Her sweet, silken voice sounded too old, too wise for a young girl. She stepped forward, bold as you please. “You remember my maman, don’t you? Solange?”
“I . . . I can’t say as I do. How old are you?”
“Near thirteen, Papa.” She tilted her head. “My maman was Solange Thibodeaux. Oh, wait. She was Sally to you.”
Well, he had her there. Even in his misdirected youth, he had known better than to have anything to do with a woman out of the bayou. The idea that they could be even remotely connected was absurd.
“Non? Then you must remember my uncles, René and Bastièn? They near beat you to death for lovin’ my maman in Madame Olympée’s whorehouse.”

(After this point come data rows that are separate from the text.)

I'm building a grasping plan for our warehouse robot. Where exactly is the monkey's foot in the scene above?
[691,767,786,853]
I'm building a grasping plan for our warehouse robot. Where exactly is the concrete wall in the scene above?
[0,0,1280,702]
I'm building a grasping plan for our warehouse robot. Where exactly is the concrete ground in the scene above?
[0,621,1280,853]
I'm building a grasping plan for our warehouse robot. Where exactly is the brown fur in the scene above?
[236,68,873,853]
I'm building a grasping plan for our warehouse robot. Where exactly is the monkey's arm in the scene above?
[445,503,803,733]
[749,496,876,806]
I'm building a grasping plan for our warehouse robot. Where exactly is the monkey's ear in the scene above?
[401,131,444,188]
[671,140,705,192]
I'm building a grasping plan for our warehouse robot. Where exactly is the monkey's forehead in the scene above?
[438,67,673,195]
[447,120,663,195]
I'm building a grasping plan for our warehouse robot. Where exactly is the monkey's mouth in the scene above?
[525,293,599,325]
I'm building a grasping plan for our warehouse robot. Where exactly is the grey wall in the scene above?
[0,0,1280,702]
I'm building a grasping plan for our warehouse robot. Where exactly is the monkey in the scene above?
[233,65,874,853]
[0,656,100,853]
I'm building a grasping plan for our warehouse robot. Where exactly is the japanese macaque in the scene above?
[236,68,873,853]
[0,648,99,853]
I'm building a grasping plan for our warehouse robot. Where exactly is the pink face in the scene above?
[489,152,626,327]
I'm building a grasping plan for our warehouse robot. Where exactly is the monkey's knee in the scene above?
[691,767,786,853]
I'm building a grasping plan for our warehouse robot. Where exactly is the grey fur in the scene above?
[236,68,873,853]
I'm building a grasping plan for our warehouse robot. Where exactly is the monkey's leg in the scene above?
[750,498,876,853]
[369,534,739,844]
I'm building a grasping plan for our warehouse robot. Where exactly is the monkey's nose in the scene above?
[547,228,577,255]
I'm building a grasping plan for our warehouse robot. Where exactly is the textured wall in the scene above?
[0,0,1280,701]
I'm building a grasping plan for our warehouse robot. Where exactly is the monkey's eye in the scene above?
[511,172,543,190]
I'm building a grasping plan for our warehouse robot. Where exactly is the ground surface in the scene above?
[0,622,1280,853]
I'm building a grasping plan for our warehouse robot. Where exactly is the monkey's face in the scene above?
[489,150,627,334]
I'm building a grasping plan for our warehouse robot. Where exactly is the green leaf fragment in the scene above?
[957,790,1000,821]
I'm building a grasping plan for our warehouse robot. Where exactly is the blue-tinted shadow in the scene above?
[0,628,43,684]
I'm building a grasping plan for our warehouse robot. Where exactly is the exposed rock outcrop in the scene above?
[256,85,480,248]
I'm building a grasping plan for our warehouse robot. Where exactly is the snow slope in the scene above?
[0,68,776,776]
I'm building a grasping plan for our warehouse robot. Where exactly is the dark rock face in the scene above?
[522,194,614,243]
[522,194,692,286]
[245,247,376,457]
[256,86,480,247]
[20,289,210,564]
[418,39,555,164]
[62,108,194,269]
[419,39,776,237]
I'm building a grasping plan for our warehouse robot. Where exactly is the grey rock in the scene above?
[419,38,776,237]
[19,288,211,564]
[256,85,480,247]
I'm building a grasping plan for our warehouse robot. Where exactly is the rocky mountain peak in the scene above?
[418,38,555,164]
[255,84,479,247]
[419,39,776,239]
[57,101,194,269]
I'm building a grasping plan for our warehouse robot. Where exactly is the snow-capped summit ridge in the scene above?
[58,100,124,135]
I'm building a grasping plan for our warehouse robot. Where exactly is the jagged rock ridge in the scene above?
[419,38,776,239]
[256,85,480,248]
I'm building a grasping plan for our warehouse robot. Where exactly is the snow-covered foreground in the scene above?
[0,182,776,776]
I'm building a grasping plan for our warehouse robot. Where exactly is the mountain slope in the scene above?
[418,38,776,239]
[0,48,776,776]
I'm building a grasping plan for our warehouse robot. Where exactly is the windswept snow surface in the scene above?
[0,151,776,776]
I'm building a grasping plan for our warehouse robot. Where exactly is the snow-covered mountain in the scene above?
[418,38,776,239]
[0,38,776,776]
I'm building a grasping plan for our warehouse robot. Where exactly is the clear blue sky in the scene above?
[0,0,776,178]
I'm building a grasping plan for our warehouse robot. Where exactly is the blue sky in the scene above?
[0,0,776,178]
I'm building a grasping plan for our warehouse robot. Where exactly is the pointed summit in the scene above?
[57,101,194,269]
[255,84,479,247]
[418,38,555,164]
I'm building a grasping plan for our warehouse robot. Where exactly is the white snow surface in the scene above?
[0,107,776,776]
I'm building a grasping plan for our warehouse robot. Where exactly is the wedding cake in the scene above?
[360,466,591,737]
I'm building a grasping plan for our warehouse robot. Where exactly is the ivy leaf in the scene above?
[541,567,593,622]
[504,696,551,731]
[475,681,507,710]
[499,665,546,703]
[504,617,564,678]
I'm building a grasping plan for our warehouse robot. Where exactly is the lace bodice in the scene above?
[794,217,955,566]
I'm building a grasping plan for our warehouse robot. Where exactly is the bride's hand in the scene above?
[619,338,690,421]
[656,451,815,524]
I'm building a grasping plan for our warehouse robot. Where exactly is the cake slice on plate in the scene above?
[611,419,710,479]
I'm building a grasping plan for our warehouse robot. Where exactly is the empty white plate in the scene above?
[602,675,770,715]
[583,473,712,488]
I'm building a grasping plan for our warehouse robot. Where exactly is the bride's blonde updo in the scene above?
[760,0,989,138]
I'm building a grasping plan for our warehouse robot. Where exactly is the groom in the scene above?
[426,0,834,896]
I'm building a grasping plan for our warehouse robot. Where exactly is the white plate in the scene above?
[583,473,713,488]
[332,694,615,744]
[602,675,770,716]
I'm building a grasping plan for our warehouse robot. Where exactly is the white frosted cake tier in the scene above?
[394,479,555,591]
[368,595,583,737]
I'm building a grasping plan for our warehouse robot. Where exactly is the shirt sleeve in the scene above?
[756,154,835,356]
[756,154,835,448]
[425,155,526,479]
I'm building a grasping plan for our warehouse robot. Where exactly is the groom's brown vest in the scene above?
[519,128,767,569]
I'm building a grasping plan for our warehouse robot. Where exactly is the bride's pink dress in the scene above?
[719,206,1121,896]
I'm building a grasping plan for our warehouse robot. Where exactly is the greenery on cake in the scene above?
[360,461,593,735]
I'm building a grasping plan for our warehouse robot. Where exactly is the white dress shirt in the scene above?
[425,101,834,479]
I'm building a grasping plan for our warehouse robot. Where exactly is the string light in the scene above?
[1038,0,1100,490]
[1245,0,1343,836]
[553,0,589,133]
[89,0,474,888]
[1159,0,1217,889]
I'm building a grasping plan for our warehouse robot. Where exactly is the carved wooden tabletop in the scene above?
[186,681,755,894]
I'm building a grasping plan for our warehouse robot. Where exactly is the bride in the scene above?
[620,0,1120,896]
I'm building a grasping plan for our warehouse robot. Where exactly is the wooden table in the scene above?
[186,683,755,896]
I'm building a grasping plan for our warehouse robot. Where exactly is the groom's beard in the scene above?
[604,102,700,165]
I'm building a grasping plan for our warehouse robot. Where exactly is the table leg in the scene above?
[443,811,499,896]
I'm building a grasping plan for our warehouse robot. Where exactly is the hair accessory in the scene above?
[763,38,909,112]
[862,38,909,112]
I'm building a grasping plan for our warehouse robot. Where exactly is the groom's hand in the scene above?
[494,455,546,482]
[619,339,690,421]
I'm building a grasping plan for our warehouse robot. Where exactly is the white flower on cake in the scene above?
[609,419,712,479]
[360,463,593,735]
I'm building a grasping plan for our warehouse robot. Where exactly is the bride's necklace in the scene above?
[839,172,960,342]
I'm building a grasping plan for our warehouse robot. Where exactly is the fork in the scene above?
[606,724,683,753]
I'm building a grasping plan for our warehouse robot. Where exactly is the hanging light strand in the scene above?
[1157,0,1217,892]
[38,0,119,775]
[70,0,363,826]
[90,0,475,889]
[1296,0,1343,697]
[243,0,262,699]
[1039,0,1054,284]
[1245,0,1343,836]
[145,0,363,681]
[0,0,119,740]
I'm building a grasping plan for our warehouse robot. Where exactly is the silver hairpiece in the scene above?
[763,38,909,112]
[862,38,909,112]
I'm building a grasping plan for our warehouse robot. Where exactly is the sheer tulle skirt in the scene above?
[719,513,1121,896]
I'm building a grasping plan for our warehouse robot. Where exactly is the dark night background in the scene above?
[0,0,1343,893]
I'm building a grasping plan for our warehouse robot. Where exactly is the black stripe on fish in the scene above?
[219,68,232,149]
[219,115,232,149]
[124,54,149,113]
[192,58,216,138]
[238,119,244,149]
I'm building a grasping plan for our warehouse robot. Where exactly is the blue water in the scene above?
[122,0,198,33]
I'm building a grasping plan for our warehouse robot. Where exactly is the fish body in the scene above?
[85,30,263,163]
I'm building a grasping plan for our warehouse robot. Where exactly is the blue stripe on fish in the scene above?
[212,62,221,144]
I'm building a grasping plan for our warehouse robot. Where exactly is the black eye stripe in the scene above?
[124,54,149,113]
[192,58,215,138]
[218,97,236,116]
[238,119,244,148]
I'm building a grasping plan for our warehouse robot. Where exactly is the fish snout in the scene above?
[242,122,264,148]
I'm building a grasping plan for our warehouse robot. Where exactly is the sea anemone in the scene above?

Dear God! The young woman who’d squired him into manhood was this girl’s mother? He’d forgotten about her, hadn’t a clue at the time that she might be a French Cajun. She’d told him she was an orphan from the Quarter. “It can’t be . . . you can’t be. You’re lying. I wouldn’t trust anyone related to René or Bastièn to give me the correct time of day. Who put you up to this, your mother?”
“I never knew my maman, Papa. She died when I was born.” She sauntered forward. “Do you like my eyes, Papa? Family been tellin’ me all my life dat I look just like my papa. I wanted to believe I was more like Maman, but now I see dey was right.”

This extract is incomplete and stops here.